# Holiday glitter/shimmer lotion



## Tabitha (Jul 26, 2007)

I have played around with making shimmer lotions a couple of times & not been totally pleased w/ my results. I want to add micro mica to some of my lotions for the Holidays but am wondering about ratios. I am useing an awful lot & not geting the shimmer I am wanting. I am useing the 'city ligts' & the "stellar white" micas. Anyone make shimmer lotion with great results? What ratios are you useing? Is there a better shimmer option than the mica? I don't want to do glitter, just shimmer.. or do I? Thanks!


----------



## Tabitha (Jul 28, 2007)

No one?


----------



## Tabitha (Aug 17, 2007)

I am bumping this back up. Does no one make a shimmer lotion?


----------



## Gigi2 (Sep 7, 2007)

What about using glitter that is sold by soap making companies? I am if it's sold as soap safe, what about lotion safe. The company would know.


			
				Tabitha said:
			
		

> I am bumping this back up. Does no one make a shimmer lotion?


----------



## soapbuddy (Sep 8, 2007)

I tried it once. The glitter sank to the bottom. The mica just added color, but not shimmer.

Irena


----------



## Bret (Oct 22, 2007)

What about the ultrafine glitter from MMS?

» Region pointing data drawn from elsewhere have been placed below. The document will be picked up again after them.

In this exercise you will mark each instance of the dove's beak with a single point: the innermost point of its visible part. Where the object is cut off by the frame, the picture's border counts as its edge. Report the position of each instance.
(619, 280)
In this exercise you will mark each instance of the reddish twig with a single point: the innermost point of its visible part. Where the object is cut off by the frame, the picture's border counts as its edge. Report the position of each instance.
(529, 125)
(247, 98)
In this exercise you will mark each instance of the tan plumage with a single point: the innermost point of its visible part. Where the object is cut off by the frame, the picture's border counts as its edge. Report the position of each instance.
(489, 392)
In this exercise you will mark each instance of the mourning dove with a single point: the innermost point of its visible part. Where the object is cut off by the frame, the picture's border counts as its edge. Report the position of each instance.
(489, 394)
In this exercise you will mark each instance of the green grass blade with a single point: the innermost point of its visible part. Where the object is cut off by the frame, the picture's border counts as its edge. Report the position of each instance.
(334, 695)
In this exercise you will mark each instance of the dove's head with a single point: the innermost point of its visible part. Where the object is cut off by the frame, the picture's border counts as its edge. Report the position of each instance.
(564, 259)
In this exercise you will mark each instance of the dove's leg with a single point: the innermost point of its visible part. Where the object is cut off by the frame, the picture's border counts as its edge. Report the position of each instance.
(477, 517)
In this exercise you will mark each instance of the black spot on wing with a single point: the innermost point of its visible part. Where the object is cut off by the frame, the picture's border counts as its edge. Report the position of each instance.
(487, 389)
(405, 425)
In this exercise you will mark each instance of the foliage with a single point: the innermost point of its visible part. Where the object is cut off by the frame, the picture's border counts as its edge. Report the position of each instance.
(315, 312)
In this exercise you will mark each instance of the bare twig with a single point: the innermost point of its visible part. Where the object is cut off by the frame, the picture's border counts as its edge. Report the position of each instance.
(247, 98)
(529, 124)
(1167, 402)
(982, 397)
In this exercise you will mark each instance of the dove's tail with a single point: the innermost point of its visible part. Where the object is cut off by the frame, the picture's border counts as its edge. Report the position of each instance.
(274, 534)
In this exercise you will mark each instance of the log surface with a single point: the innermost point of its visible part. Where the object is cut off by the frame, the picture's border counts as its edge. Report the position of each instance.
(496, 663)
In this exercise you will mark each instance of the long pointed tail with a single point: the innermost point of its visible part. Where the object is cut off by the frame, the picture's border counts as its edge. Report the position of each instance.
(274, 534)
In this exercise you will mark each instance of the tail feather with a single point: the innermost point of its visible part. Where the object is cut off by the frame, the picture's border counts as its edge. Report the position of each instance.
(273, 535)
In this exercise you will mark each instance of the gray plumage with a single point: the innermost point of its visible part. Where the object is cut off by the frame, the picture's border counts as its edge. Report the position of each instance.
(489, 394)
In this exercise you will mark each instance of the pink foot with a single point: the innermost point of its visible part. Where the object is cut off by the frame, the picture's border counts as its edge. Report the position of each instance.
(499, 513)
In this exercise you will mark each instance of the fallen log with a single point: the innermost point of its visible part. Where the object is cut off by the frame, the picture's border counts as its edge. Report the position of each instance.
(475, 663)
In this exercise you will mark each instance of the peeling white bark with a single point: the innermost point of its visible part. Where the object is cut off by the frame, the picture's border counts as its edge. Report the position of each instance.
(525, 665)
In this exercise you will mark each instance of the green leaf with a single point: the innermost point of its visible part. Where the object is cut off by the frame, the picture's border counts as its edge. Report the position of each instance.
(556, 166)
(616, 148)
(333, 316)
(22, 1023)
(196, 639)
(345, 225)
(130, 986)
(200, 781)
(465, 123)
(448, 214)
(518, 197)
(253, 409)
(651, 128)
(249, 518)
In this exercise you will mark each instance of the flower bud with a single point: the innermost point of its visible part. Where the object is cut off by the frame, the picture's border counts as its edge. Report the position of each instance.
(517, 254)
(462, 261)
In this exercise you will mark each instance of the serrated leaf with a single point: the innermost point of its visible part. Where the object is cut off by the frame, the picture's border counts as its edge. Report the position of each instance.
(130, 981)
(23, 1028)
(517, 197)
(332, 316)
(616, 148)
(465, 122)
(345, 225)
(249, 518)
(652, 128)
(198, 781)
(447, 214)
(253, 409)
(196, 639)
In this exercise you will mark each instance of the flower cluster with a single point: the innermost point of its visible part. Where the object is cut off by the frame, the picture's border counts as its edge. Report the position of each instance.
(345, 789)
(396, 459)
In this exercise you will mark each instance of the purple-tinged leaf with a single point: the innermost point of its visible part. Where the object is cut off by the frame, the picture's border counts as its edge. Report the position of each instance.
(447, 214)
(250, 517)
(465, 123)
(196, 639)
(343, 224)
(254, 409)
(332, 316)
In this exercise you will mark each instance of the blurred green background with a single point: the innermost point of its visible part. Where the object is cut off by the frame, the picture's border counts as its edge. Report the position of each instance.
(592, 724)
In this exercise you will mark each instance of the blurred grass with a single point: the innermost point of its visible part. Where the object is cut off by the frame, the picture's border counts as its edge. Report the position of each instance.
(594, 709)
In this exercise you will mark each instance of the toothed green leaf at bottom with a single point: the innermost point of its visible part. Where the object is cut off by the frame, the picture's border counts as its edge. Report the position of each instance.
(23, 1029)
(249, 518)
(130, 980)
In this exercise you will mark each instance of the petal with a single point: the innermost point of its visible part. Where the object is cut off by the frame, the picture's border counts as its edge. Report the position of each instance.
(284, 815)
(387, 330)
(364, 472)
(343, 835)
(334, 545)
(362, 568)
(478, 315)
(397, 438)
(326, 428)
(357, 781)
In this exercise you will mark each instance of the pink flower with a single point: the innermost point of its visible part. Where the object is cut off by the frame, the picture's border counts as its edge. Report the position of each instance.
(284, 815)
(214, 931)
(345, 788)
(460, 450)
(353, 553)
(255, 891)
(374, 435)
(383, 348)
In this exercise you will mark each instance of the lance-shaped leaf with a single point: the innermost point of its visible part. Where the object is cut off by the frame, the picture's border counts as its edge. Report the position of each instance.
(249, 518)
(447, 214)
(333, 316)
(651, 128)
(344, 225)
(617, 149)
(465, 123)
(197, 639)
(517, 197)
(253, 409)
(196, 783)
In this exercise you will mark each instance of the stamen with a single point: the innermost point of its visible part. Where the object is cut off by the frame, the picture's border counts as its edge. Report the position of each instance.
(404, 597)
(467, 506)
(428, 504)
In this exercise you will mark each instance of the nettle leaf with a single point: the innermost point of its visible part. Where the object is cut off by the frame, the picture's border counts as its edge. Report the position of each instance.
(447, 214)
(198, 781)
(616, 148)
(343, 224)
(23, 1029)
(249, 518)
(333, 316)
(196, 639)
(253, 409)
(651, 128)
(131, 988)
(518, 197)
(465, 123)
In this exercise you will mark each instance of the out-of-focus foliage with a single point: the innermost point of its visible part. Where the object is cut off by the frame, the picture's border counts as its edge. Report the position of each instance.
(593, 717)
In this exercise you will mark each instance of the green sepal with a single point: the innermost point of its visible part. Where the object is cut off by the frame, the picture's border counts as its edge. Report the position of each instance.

http://www.thesage.com/catalog/Glitter.html


----------



## Tabitha (Oct 11, 2008)

Bumping this back up.

Every Holiday season I hav the same question.

I noticed WSp has added a couple of shimmer products to use as an additive, Anyone try them yet?


----------



## Lane (Oct 13, 2008)

I've use the Bramble Berry Micas... I make a "shimmer bronzer"
 in the summer and a "winter frost" shimmer during winter. 

http://brambleberry.com/micas.html

The Silver Mica is AMAZING! 

And here is a good shimmer lotion recipe to give a good ideas of ratios.

http://www.teachsoap.com/bronze.html

Hope that helps!


----------



## Tabitha (Oct 13, 2008)

That's about a tablspoon for 16oz? Wow that's a lot of mica! 

Winter Frost... that sounds delightful!


----------